Elle s'inscrit dans la croyance que , si j'ai trouvé le chemin pour toucher l'autre dans son intériorité sans violence et avec respect, je me donne des chances pour ouvrir une fenêtre de négociation.
la girafe, symbole du langage de la communication non violente (2)
En pratiquant ce processus depuis dix ans, je peux témoigner de cet effet d'ouverture de fenêtre parfois surprenant. A quoi cela tient-il ?
- il est à l'antithèse de la posture de victime de violence : j'entends la violence des mots, de l'attitude, je la détecte et j'accueille en moi ce qui est touché. En quelque sorte, je pratique une auto empathie. Je me place dans une posture pro-active.
- je ne m'enferme pas dans la rumination de la vengeance, de ce qui me ronge mais je cherche activement le chemin de sortie de violence. Qu'est ce que je peux dire, faire avec mes limites et avec cet interlocuteur à l'instant T ?
- l'apprentissage de ce processus dans le temps, la patience nous permet de nous connecter plus vite à nos besoins , source de vie. Et ce sont eux qui donnent l'énergie,la légitimité de la demande y compris pour des personnes qui ont du mal à s'affirmer naturellement.
Certes, comme je le répète souvent à l'occasion de stages de formation, ce processus n'est pas une potion magique qui transforme la violence en non violence par des mots, il invite davantage à entrer dans un chemin avec un questionnement permanent sur soi : "Là, dans cette situation, qu'est ce que tu peux te dire à toi même et dire à l'autre pour sortir du rapport de forces, de l'impasse ?" (3).
Enfin, j'ai eu l'occasion de vivre un stage il y a plusieurs années avec Marshall et j'ai été frappé par deux traits de sa personnalité. Sa grande humilité. Fondateur du centre mondial de la non violence aux Etats Unis, il a parcouru plus de trente pays pour faire connaitre ce processus dont des pays en guerre. Il a même initié un stage en Suisse associant palestiniens et israêliens ! Avec une guitare, devant 400 personnes réunies à l'Unesco, il a aéré son propos avec des chansons...alors qu'il ne se dit pas artiste ! Son sens aigû de la bienveillance pour aller chercher le meilleur chez l'autre. En effet, le premier pas décisif sur ce chemin, c'est de "concentrer notre attention là où nous avons le plus de chances de trouver ce que nous cherchons".

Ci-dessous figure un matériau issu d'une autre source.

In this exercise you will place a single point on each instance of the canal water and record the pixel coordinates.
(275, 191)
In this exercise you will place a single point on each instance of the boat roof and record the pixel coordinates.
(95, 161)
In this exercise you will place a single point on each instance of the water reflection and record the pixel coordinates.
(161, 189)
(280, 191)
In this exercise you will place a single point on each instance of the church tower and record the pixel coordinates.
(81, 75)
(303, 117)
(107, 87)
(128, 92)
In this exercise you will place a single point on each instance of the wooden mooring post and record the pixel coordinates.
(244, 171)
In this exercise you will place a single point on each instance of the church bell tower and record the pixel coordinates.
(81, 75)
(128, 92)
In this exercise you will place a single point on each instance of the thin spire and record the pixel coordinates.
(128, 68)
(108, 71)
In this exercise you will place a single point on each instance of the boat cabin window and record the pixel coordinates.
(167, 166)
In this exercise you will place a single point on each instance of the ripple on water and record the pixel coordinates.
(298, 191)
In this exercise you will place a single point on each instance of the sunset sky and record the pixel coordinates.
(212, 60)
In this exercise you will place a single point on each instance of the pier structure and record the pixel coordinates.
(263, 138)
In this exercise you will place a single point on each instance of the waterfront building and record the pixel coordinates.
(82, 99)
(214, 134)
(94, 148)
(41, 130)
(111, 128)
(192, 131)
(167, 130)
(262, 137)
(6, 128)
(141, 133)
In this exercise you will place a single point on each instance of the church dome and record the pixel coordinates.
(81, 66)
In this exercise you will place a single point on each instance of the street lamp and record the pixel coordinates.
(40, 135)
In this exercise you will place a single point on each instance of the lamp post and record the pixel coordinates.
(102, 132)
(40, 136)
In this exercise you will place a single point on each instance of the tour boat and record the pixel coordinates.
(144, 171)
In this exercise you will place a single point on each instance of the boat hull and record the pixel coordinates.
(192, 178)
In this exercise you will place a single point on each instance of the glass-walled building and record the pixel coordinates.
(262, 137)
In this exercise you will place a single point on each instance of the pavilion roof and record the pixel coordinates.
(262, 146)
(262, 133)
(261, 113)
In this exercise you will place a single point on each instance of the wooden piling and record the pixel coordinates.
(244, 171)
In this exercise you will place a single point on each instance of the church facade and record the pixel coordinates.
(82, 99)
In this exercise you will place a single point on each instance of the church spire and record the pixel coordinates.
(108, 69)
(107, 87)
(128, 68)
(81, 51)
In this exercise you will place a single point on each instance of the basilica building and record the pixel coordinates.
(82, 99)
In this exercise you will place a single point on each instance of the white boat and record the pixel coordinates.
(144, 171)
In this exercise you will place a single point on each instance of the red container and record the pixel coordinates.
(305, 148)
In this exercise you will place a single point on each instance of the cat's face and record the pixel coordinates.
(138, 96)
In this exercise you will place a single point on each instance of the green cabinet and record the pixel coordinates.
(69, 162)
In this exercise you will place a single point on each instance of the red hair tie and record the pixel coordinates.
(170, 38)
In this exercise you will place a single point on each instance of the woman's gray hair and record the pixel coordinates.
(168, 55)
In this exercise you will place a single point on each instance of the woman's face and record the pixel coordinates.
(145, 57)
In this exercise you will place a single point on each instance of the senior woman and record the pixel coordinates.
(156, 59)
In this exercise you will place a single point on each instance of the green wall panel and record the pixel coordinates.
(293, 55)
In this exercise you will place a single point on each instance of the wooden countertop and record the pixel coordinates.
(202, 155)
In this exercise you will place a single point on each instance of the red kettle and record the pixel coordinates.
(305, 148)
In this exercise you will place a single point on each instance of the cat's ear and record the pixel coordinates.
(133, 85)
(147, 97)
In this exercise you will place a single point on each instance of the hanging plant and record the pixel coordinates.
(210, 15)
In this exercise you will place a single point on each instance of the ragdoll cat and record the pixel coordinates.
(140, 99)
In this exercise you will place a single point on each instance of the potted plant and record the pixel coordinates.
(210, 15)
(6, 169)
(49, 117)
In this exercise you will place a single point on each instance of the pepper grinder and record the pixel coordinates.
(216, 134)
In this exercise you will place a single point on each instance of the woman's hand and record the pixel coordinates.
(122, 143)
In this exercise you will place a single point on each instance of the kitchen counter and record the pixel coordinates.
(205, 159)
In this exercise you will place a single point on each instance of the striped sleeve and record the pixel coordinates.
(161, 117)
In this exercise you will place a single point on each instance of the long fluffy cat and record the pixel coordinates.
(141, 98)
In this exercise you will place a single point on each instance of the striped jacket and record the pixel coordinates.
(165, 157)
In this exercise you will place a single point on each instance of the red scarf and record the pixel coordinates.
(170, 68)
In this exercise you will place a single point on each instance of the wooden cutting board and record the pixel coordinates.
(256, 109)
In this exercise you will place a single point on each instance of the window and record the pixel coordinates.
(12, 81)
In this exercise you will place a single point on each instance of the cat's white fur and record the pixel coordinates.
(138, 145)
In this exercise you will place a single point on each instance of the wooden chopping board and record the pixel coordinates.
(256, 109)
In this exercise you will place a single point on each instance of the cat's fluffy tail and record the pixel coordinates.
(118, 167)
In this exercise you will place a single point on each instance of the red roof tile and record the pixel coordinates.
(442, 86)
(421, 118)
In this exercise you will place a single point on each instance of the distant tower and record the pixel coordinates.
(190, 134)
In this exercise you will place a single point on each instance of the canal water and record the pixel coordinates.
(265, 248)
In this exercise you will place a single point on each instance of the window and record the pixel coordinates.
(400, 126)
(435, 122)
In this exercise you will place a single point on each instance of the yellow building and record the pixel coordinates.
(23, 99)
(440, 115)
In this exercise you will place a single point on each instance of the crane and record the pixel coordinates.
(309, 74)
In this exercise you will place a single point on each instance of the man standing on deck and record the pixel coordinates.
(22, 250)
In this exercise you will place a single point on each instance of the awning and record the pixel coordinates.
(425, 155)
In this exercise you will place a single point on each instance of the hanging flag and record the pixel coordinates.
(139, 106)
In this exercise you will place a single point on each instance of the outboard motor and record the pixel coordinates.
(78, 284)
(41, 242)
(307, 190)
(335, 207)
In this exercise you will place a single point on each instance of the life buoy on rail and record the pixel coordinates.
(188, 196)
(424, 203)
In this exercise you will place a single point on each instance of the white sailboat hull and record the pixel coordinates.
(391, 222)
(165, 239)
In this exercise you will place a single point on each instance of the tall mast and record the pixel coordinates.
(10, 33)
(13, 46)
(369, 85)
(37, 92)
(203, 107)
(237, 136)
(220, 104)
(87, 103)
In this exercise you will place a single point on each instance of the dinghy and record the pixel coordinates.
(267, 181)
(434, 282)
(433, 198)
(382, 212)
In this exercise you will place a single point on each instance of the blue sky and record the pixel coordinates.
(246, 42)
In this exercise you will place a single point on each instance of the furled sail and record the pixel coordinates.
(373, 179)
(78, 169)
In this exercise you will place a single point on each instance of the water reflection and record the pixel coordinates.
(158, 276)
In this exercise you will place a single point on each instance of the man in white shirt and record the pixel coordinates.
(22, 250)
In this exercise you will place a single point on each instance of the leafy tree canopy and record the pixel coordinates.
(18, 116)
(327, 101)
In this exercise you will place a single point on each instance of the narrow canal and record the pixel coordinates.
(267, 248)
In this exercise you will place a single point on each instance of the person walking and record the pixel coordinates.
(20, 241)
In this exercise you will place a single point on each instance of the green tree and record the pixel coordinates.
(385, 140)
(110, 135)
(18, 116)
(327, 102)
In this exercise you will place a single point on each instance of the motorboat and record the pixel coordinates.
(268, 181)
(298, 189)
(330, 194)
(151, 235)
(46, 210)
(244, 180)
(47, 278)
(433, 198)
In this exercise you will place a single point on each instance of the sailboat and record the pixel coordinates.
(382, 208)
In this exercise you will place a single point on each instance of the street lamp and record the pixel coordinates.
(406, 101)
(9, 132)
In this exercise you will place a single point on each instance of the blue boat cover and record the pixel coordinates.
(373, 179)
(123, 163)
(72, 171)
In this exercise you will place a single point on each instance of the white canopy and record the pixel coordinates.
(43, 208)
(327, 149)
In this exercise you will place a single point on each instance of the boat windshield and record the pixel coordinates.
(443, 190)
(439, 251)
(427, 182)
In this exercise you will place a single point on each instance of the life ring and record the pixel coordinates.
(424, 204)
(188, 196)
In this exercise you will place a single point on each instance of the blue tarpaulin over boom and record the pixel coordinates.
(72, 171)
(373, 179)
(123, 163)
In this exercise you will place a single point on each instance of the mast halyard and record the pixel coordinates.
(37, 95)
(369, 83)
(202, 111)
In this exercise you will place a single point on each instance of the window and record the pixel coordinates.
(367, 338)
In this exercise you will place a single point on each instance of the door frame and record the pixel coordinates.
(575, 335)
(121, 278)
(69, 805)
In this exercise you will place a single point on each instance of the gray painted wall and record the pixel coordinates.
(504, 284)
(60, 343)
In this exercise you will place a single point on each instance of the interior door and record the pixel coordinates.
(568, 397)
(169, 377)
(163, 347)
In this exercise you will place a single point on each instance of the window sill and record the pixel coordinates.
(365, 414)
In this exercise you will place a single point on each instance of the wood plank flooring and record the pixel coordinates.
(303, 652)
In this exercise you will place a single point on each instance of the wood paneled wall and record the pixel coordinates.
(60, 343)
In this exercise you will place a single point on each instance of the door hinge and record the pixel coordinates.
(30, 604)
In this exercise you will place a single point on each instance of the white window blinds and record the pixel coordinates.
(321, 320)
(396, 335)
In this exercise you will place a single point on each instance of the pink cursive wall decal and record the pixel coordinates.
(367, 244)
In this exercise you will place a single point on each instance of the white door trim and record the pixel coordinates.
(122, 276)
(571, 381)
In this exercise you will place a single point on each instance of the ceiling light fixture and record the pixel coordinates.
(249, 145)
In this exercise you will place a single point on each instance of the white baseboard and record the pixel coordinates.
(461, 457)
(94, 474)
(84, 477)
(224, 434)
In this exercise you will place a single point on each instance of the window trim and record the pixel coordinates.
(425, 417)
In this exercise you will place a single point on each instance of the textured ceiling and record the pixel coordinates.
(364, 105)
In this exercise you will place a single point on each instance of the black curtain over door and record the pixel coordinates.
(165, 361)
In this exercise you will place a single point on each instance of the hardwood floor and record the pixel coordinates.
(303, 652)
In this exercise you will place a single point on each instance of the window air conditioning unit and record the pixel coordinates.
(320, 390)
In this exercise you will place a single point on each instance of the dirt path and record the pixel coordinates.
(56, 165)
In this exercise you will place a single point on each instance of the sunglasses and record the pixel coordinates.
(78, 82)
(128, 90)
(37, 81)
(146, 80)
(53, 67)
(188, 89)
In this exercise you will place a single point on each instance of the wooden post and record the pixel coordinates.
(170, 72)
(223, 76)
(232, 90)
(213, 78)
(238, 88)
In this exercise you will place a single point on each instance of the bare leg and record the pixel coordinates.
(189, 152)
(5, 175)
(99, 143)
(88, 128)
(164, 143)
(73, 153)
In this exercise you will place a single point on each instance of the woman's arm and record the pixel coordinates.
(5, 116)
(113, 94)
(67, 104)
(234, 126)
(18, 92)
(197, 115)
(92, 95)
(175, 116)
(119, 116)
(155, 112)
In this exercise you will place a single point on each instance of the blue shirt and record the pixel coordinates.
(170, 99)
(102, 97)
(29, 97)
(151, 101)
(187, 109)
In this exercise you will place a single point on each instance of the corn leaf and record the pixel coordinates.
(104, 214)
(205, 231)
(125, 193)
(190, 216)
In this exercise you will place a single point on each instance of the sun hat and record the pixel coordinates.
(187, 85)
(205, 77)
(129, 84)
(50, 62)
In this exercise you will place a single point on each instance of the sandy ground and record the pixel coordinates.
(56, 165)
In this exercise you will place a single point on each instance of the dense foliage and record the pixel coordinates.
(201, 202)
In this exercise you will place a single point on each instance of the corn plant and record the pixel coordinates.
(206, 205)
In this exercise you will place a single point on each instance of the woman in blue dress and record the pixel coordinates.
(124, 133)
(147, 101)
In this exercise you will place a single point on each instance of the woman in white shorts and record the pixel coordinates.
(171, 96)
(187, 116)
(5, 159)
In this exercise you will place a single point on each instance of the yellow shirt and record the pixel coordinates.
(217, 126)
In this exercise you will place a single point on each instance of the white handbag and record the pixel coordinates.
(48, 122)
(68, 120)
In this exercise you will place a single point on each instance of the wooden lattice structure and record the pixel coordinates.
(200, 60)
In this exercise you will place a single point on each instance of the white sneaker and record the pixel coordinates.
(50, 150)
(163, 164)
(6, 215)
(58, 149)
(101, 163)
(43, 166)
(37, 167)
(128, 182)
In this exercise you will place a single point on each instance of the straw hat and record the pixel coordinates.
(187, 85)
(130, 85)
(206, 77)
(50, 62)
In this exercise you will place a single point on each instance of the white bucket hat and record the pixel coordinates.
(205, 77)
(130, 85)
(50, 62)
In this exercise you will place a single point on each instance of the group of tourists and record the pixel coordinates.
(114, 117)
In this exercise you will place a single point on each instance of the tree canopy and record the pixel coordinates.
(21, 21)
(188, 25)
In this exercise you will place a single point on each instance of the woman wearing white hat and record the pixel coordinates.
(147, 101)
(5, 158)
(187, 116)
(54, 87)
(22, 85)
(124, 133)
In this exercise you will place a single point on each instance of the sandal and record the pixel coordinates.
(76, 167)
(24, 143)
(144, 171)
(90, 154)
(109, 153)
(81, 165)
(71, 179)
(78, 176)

(1) Les mots sont des fenêtres ou des murs, initiation à la communication non violence. Edition La découverte.
(2) voir explication du symbole dans l'article sur ce blog " L'empathie une valeur qui remonte par temps de crise"
(3) Développer des relations de coopération en milieu professionnel, sortir des rapports de force. Michel BERNARD. Edition chronique sociale.